Private, voluntary conservation. These examples also highlight the possibility that environmental groups can fund private, voluntary conservation. By requiring the supporters of environmental protection to bear the costs, we’re more likely to get a reasonable balance between conservation and economic activity. We can see these tradeoffs playing out when an environmental group sells off land or renegotiates a conservation easement because the money obtained could achieve better conservation results if put elsewhere. In effect, the environmental groups are showing that the opportunity costs of a particular restriction exceed its benefits. This would also create good incentives for environmental groups, as funding would shift towards reasonable environmental groups who could demonstrate results and away from those who measure success by the productive activity they’ve frustrated.

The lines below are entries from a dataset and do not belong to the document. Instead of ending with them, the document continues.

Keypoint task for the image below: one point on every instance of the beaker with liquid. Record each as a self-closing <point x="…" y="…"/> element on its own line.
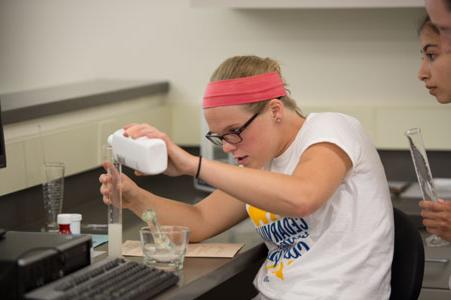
<point x="424" y="176"/>
<point x="114" y="169"/>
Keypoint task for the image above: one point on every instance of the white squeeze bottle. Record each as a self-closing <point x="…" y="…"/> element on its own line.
<point x="148" y="156"/>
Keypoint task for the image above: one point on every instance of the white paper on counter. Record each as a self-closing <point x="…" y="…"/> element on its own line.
<point x="222" y="250"/>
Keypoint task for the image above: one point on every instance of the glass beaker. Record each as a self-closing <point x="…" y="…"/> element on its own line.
<point x="115" y="208"/>
<point x="424" y="176"/>
<point x="53" y="192"/>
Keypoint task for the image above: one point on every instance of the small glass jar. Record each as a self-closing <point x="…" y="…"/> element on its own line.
<point x="75" y="223"/>
<point x="64" y="221"/>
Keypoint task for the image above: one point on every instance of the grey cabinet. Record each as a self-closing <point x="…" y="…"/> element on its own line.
<point x="437" y="272"/>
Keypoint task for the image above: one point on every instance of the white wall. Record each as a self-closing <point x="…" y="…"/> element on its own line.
<point x="331" y="58"/>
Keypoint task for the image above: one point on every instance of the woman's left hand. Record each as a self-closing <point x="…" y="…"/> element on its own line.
<point x="437" y="217"/>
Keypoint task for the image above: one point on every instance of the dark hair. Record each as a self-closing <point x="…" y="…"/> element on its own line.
<point x="427" y="23"/>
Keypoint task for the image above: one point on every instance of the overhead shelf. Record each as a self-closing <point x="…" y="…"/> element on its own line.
<point x="308" y="4"/>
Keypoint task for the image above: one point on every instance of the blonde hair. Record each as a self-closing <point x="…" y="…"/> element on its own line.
<point x="250" y="65"/>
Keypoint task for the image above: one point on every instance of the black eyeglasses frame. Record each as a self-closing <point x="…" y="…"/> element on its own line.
<point x="217" y="139"/>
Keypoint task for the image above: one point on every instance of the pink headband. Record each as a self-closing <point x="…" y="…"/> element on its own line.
<point x="244" y="90"/>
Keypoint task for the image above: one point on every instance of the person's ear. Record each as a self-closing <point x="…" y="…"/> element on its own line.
<point x="276" y="109"/>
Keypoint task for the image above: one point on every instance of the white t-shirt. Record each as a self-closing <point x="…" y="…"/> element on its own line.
<point x="344" y="249"/>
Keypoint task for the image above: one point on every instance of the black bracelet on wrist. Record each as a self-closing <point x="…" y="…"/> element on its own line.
<point x="198" y="166"/>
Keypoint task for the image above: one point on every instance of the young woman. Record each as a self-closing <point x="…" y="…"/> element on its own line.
<point x="440" y="12"/>
<point x="435" y="71"/>
<point x="313" y="186"/>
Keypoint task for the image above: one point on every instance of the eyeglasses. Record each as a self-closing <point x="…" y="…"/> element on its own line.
<point x="231" y="137"/>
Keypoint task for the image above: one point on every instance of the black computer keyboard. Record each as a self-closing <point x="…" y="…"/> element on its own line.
<point x="108" y="279"/>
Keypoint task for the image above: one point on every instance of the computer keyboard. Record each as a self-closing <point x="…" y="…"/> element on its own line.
<point x="108" y="279"/>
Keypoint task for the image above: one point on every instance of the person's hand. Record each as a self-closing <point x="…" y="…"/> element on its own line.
<point x="180" y="162"/>
<point x="127" y="186"/>
<point x="437" y="217"/>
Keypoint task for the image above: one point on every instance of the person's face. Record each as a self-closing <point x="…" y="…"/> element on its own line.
<point x="435" y="69"/>
<point x="441" y="17"/>
<point x="256" y="147"/>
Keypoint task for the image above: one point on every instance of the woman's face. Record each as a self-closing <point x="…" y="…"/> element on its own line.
<point x="257" y="148"/>
<point x="435" y="69"/>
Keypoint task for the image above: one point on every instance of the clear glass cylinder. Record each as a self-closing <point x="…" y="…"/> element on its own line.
<point x="424" y="176"/>
<point x="115" y="208"/>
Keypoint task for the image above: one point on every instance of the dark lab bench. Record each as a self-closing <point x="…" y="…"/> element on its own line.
<point x="204" y="278"/>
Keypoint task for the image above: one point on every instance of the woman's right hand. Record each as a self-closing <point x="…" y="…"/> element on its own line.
<point x="128" y="187"/>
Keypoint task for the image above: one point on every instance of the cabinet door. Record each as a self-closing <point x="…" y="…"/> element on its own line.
<point x="434" y="294"/>
<point x="437" y="268"/>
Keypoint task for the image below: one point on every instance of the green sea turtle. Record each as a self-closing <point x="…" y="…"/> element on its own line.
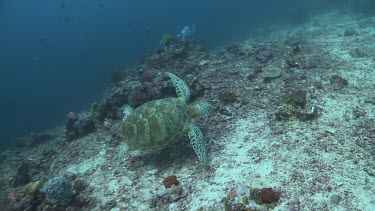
<point x="154" y="125"/>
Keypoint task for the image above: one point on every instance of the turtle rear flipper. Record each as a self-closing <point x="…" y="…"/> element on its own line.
<point x="198" y="143"/>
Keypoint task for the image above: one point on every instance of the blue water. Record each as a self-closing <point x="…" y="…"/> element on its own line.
<point x="56" y="56"/>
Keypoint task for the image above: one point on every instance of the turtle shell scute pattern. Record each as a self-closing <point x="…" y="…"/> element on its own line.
<point x="155" y="124"/>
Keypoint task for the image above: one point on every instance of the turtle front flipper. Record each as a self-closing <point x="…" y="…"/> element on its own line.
<point x="198" y="143"/>
<point x="182" y="89"/>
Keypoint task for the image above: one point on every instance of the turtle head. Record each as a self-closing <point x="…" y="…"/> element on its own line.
<point x="200" y="109"/>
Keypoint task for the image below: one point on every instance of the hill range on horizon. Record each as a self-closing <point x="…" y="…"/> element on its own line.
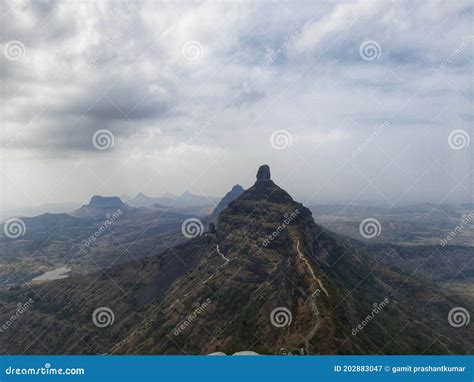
<point x="257" y="274"/>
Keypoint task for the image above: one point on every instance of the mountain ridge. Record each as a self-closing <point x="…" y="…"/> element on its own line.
<point x="227" y="287"/>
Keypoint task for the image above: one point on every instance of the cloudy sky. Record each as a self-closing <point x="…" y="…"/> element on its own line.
<point x="344" y="100"/>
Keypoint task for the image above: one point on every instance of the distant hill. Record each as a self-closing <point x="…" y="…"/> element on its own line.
<point x="186" y="199"/>
<point x="100" y="207"/>
<point x="269" y="279"/>
<point x="233" y="194"/>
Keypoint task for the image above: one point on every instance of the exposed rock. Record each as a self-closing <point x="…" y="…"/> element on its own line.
<point x="263" y="173"/>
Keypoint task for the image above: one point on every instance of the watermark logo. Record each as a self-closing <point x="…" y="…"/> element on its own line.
<point x="377" y="308"/>
<point x="370" y="228"/>
<point x="458" y="317"/>
<point x="192" y="317"/>
<point x="281" y="139"/>
<point x="103" y="139"/>
<point x="281" y="317"/>
<point x="370" y="50"/>
<point x="277" y="53"/>
<point x="103" y="317"/>
<point x="14" y="50"/>
<point x="192" y="228"/>
<point x="14" y="228"/>
<point x="459" y="139"/>
<point x="196" y="134"/>
<point x="192" y="50"/>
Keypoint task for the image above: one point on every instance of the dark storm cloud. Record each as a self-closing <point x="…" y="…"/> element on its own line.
<point x="252" y="69"/>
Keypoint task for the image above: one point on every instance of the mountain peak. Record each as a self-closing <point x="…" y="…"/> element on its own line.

Property Clause. The federal government could also focus the protection of endangered species on federal land. A federal-lands focused strategy would shift the burden of providing the public benefit of species protection on the public generally. This is precisely the purpose served by the Constitution’s Takings Clause. As the Supreme Court has explained, that clause “was designed to bar Government from forcing some people alone to bear public burdens which, in all fairness and justice, should be borne by the public as a whole.” Although, in theory, imposing the costs of species protection on the government should encourage it to responsible balance tradeoffs. this will not necessarily be the case. The bureaucrats who make decisions about federal lands do not themselves bear the cost for overregulating them.

Endangered Species Act light. An alternative to the Endangered Species Act need not be as transformative as those mentioned above. There are many ways that the government could reduce the regulatory impact of the statute without sacrificing species protection, some of which would likely benefit species.

The point is that there are a vast number of options between the two extremes of no environmental protection and an overly burdensome command-and-control approach like that relied upon by the Endangered Species Act. Knee-jerk opposition to any change does a disservice to everyone—property owners, industry, and, most importantly, species.